SANTORO Symphonies Nos 11 & 12; Concerto Grosso

Record and Artist Details

Genre:

Orchestral

Label: Naxos

Media Format: CD or Download

Media Runtime: 69

Mastering:

DDD

Catalogue Number: 8 574406

8 574406. SANTORO Symphonies Nos 11 & 12; Concerto Grosso

Tracks:

Composition Artist Credit
Concerto grosso Cláudio Santoro, Composer
Abner Landim, Violin
Cleverson Cremer, Viola
Emerson Nazario, Cello
Goiás Philharmonic Orchestra
Neil Thomson, Conductor
Simone Elenciuc, Violin
Symphony No 11 Cláudio Santoro, Composer
Goiás Philharmonic Orchestra
Neil Thomson, Conductor
3 Fragmentos sobre B-A-C-H Cláudio Santoro, Composer
Goiás Philharmonic Orchestra
Neil Thomson, Conductor
Symphony No 12 'Concertante Symphony for 9 Soloists' Cláudio Santoro, Composer
Abner Landim, Violin
Emerson Nazario, Cello
Goiás Philharmonic Orchestra
Hellington Gonçalves, Trombone
Igor Yuri Vasconcelos, Horn
Josué Felipe, Oboe
Luciano Pontes, Viola
Mauro Stahl Junior, Trumpet
Neil Thomson, Conductor
Patrick Viglioni, Clarinet
Raul Menezes, Flute

Cláudio Santoro’s music always seems to grab the listener by the throat. He had such an instinct for gesture that, whichever stylistic phase he was in (he went through several), he always managed to call for attention in the most dramatic way possible. The Concerto grosso, dating from 1980, after the composer’s return to Brazil from Germany, is one of a number of hugely impressive works from his final decade, and after the expected attention-grabbing opening, provides an attractive and intriguing mixture of conventional writing and flashes of the cluster-laden, aleatoric periods of the past. It’s difficult to think of comparisons – Petrassi? Lopes-Graça? – but that is of small import.

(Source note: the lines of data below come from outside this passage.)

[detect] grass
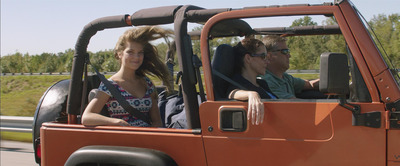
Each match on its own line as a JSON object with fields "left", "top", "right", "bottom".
{"left": 1, "top": 75, "right": 70, "bottom": 116}
{"left": 1, "top": 131, "right": 33, "bottom": 143}
{"left": 292, "top": 73, "right": 319, "bottom": 80}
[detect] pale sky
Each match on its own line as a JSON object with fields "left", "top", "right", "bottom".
{"left": 1, "top": 0, "right": 399, "bottom": 56}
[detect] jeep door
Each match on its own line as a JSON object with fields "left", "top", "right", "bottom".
{"left": 199, "top": 2, "right": 387, "bottom": 165}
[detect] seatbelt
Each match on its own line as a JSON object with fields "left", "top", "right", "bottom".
{"left": 87, "top": 59, "right": 152, "bottom": 125}
{"left": 193, "top": 55, "right": 206, "bottom": 103}
{"left": 213, "top": 70, "right": 247, "bottom": 90}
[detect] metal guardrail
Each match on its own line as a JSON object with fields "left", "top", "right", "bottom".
{"left": 1, "top": 72, "right": 117, "bottom": 76}
{"left": 0, "top": 116, "right": 33, "bottom": 133}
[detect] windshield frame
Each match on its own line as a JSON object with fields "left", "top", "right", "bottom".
{"left": 350, "top": 1, "right": 400, "bottom": 87}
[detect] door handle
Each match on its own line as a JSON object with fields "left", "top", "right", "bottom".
{"left": 219, "top": 106, "right": 247, "bottom": 132}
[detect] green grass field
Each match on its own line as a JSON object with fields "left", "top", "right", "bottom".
{"left": 1, "top": 75, "right": 70, "bottom": 116}
{"left": 1, "top": 131, "right": 33, "bottom": 142}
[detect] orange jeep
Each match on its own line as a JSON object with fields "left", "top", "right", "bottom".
{"left": 33, "top": 0, "right": 400, "bottom": 165}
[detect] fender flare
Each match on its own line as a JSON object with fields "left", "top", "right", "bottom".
{"left": 64, "top": 145, "right": 177, "bottom": 166}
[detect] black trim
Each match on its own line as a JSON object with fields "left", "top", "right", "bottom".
{"left": 65, "top": 146, "right": 177, "bottom": 166}
{"left": 386, "top": 99, "right": 400, "bottom": 112}
{"left": 131, "top": 5, "right": 182, "bottom": 26}
{"left": 219, "top": 107, "right": 247, "bottom": 132}
{"left": 174, "top": 5, "right": 203, "bottom": 129}
{"left": 390, "top": 112, "right": 400, "bottom": 129}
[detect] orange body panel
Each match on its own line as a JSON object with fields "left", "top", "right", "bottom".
{"left": 375, "top": 70, "right": 400, "bottom": 103}
{"left": 40, "top": 123, "right": 206, "bottom": 166}
{"left": 199, "top": 101, "right": 387, "bottom": 165}
{"left": 388, "top": 130, "right": 400, "bottom": 165}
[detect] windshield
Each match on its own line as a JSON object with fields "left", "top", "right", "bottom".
{"left": 352, "top": 2, "right": 400, "bottom": 86}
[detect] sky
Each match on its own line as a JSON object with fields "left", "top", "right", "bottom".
{"left": 1, "top": 0, "right": 399, "bottom": 56}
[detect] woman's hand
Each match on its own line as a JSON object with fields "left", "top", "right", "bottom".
{"left": 247, "top": 91, "right": 264, "bottom": 125}
{"left": 229, "top": 89, "right": 265, "bottom": 125}
{"left": 113, "top": 118, "right": 130, "bottom": 126}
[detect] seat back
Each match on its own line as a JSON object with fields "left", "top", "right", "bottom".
{"left": 211, "top": 44, "right": 236, "bottom": 100}
{"left": 87, "top": 89, "right": 110, "bottom": 117}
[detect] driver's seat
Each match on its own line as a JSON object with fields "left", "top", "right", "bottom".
{"left": 211, "top": 44, "right": 236, "bottom": 100}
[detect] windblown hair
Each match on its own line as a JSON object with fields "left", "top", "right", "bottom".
{"left": 262, "top": 35, "right": 287, "bottom": 52}
{"left": 233, "top": 38, "right": 264, "bottom": 74}
{"left": 114, "top": 26, "right": 174, "bottom": 91}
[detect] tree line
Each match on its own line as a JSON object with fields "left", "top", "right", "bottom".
{"left": 1, "top": 14, "right": 399, "bottom": 73}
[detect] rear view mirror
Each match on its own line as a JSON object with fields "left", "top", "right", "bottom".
{"left": 319, "top": 52, "right": 349, "bottom": 95}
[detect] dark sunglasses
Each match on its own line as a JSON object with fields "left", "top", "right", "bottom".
{"left": 250, "top": 52, "right": 267, "bottom": 60}
{"left": 272, "top": 49, "right": 290, "bottom": 55}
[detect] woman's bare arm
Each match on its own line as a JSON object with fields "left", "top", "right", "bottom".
{"left": 81, "top": 91, "right": 130, "bottom": 126}
{"left": 229, "top": 89, "right": 264, "bottom": 125}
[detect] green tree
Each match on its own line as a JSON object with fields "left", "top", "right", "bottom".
{"left": 57, "top": 49, "right": 75, "bottom": 72}
{"left": 287, "top": 16, "right": 321, "bottom": 69}
{"left": 287, "top": 16, "right": 346, "bottom": 69}
{"left": 2, "top": 52, "right": 24, "bottom": 73}
{"left": 100, "top": 49, "right": 119, "bottom": 72}
{"left": 191, "top": 26, "right": 239, "bottom": 60}
{"left": 39, "top": 53, "right": 58, "bottom": 73}
{"left": 323, "top": 17, "right": 346, "bottom": 54}
{"left": 369, "top": 14, "right": 400, "bottom": 68}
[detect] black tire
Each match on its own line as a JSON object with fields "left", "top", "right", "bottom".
{"left": 65, "top": 146, "right": 178, "bottom": 166}
{"left": 32, "top": 79, "right": 70, "bottom": 164}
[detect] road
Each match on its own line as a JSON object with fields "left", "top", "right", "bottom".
{"left": 1, "top": 140, "right": 37, "bottom": 166}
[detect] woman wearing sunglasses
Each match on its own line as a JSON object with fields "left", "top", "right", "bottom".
{"left": 227, "top": 38, "right": 277, "bottom": 126}
{"left": 262, "top": 35, "right": 319, "bottom": 99}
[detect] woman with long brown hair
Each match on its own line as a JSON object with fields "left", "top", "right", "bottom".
{"left": 82, "top": 26, "right": 173, "bottom": 127}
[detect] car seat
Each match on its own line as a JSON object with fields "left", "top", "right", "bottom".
{"left": 211, "top": 44, "right": 236, "bottom": 100}
{"left": 87, "top": 89, "right": 110, "bottom": 117}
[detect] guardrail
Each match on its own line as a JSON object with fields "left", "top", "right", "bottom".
{"left": 0, "top": 116, "right": 33, "bottom": 133}
{"left": 1, "top": 72, "right": 117, "bottom": 76}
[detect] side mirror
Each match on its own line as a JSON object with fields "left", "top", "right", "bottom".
{"left": 319, "top": 52, "right": 349, "bottom": 95}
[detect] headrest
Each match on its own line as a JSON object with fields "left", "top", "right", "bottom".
{"left": 212, "top": 44, "right": 235, "bottom": 77}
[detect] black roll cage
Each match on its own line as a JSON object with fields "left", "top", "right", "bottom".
{"left": 67, "top": 2, "right": 342, "bottom": 129}
{"left": 67, "top": 5, "right": 231, "bottom": 128}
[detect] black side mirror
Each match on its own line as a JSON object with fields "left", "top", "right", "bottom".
{"left": 319, "top": 52, "right": 349, "bottom": 95}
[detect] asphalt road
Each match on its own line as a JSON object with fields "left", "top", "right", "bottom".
{"left": 1, "top": 140, "right": 37, "bottom": 166}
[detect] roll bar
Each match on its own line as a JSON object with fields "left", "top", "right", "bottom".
{"left": 67, "top": 5, "right": 229, "bottom": 126}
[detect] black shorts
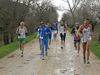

Symphony No 11 dates from four years later and is a much darker work. Also in three movements, it inhabits a world of darkness and yearning, again characterised by those dramatic gestures that pull the listener in, and does so in spite of fast tempo markings for all three movements. The militaristic overtones of the middle movement might, in fact, suggest a certain black Shostakovian irony. There are elements of this in the finale, too, but I would certainly not want to give the impression that Santoro is incapable of lyricism. Three Fragments on BACH date from 1985 and were written for a German youth orchestra. Fragments they may be, but like the Symphony they are full of dark foreboding. In them Santoro has recourse to all the compositional techniques in his vast armoury to spin something mysterious and unexpected from the German composer’s name.

Symphony No 12 dates from two years later and redeploys concertante material from other works Santoro had written – indeed, its subtitle is ‘Sinfonia concertante for eight instruments and orchestra’. This fact confers on the work a quite different character from its predecessor. The concertante thread is very clearly preserved and there is a striking fascination with instrumental colour. The middle movement, featuring solo trumpet, once again evokes a martial style, and the dramatic finale brings together all the threads over a broad canvas. These impressive and rarely heard works are all played with absolute conviction and panache by the Gioás Philharmonic under Neil Thomson, and the recordings are crystal-clear.